We extracted vocalisations of good quality, defined as vocalisations with clear spectrograms, low background noise, and no overlap with other sounds, and saved them as distinct audio files. For the individual distinctiveness analysis, we excluded individuals with fewer than 5 vocalisations of each type, to avoid strong imbalance, resulting in 359 snorts from 28 individuals and 138 squeals from 14 individuals (Table S3 and S4) (4, 5). The individuality content of quagga quagga and soft snorts could not be explored, due to insufficient individual data. For vocal repertoire analysis, we excluded vocalisations longer than 1.25 s to improve spectrogram-based analysis, following Thomas et al (6). In total, we gathered 678 vocalisations for the spectrogram-based vocal repertoire analysis, including 117 quagga quagga, 204 snorts, 161 squeals and 196 soft snorts (Table S2). Among these vocalisations, six squeals were excluded in the acoustic feature-based vocal repertoire analysis, due to missing data for one of the features (amplitude modulation extent).

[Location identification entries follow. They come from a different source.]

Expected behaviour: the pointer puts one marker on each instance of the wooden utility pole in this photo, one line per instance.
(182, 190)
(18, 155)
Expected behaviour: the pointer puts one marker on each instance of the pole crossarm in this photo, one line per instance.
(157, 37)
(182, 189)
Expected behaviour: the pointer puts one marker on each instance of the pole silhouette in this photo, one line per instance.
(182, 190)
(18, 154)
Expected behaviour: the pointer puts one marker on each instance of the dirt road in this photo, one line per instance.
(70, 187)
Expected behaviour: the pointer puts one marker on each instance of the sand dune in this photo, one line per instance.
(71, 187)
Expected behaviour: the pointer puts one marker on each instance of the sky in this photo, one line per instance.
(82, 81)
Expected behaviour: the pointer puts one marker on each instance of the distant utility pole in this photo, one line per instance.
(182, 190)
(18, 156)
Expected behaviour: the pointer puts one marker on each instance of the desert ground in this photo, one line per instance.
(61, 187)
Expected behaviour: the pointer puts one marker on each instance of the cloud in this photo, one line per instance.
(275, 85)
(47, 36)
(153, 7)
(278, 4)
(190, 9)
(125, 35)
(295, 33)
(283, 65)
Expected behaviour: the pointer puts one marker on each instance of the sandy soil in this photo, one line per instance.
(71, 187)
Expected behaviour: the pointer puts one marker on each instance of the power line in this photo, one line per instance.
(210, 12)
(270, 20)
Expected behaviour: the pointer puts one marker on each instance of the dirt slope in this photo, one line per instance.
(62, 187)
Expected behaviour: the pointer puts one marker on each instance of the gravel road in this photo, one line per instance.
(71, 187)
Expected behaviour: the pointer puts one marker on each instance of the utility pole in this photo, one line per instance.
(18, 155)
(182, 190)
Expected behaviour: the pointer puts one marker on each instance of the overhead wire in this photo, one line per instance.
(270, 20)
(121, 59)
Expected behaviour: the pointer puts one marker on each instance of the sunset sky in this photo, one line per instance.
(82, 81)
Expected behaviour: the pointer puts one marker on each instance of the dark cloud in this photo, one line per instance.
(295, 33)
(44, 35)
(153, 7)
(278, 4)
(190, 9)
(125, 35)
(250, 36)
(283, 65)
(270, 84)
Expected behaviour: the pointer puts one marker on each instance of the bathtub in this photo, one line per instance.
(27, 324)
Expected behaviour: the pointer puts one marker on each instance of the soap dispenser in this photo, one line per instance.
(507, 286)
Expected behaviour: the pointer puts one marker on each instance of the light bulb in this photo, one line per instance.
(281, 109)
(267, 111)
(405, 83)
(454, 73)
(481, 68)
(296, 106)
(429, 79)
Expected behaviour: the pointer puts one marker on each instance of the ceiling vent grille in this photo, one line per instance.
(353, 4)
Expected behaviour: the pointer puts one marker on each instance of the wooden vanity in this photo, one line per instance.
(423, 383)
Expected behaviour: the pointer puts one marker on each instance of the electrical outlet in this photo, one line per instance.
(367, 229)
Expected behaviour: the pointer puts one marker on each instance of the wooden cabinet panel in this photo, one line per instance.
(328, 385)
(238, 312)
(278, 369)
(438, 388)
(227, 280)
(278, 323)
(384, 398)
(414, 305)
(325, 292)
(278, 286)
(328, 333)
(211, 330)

All calls were first high-passed filtered above 30 Hz for snorts and soft snorts, above 500 Hz for squeals and above 600 Hz for quagga quagga (i.e. above the average minimum fundamental frequency of these vocalisations; Table S1). We then extracted 12 acoustic features from vocalisations for the individual distinctiveness analysis (Table 2), using a custom script (7-10) in Praat software (11). Eight of these features were also extracted for the vocal repertoire analysis (i.e. all features except those related to the fundamental frequency, which were not available for soft snorts that are not tonal). Additionally, to explore the vocal repertoire, mel-spectrograms were generated from audio files using STFT, following Thomas et al. (6). Spectrograms were padded with zeros according to the length of the longest audio file to ensure uniform length for all audio files, and time-shift adjustments were implemented to align the starting points of vocalisations (6).

Statistical analyses

a. Vocal repertoire

We applied both supervised and unsupervised machine learning to both acoustic features and spectrogram using Python (version 3.9.7) (12).

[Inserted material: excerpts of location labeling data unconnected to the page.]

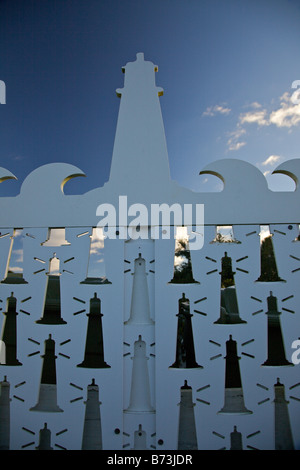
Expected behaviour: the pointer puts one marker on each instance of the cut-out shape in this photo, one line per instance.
(236, 440)
(94, 348)
(283, 432)
(234, 396)
(140, 401)
(56, 237)
(187, 435)
(92, 431)
(5, 414)
(52, 305)
(96, 273)
(140, 305)
(183, 271)
(14, 266)
(276, 351)
(297, 239)
(140, 439)
(47, 398)
(229, 309)
(224, 234)
(8, 347)
(185, 350)
(268, 266)
(44, 439)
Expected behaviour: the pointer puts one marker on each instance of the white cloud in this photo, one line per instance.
(213, 110)
(271, 160)
(288, 114)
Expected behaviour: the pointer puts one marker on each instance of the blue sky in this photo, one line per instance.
(226, 67)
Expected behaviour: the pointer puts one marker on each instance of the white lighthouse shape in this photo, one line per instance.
(187, 436)
(4, 415)
(140, 401)
(140, 305)
(283, 432)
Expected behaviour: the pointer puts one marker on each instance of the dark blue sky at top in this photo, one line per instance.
(61, 62)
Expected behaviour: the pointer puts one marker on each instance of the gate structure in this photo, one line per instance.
(122, 329)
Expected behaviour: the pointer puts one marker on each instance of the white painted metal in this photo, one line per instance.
(140, 171)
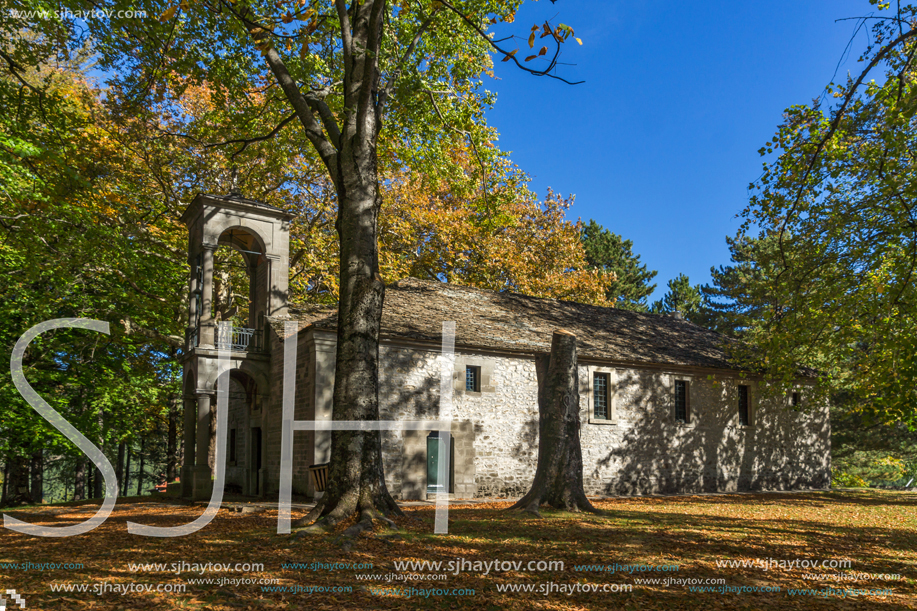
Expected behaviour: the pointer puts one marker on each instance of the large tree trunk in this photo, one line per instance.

Supervised method. To define the vocal repertoire via an acoustic feature-based approach, we deployed feature importance analysis by SHapley Additive exPlanation (SHAP) (13), using the shap library (version 0.40.0) (14). Six features with SHAP value > 1 were selected (Figure S1). We split the selected features with vocalisation type labels into a training dataset (70%) and a testing dataset (30%) using the Scikit-learn library (function: train_test_split, version 0.24.2) (15). Subsequently, we employed a supervised approach, the eXtreme Gradient Boosting (XGBoost) classifier in xgboost library (version 1.6.0) (16) to train the model. Three hyperparameters were tuned on the training dataset to reach maximum accuracy using optuna library (direction = minimize, n_trials = 200, version 2.10.0) (17), incorporating cross validation (five folds), which resulted in the best model (Table S5).

To define the vocal repertoire via a spectrogram-based approach, we split the dataset into a training set (49%), a validation set (21%), and a test dataset (30%), using the Scikit-learn library (function: train_test_split, version 0.24.2) (15). We implemented a Convolutional Neural Network (CNN) architecture using the tensorflow library (version 2.8.0) (18). The architecture was constructed (Table S6) and seven hyperparameters were tuned to reach maximum accuracy on the training and validation dataset using the optuna library (direction = minimize, n_trials = 50, version 2.10.0) (17), which resulted in the best model (Table S6).

We evaluated model performance for both feature-based and spectrogram-based classification models through predictions on each test dataset, including the test accuracy across all call types (number of correct predictions / total number of predictions), and three metrics for each call type; precision (true positives / (true positive + false positives)), recall (true positives / (true positives + false negatives) and the harmonic mean of precision and recall — f1-score (2 × (precision × recall) / (precision + recall) (19). We also plotted the confusion matrix between true classes and predicted classes.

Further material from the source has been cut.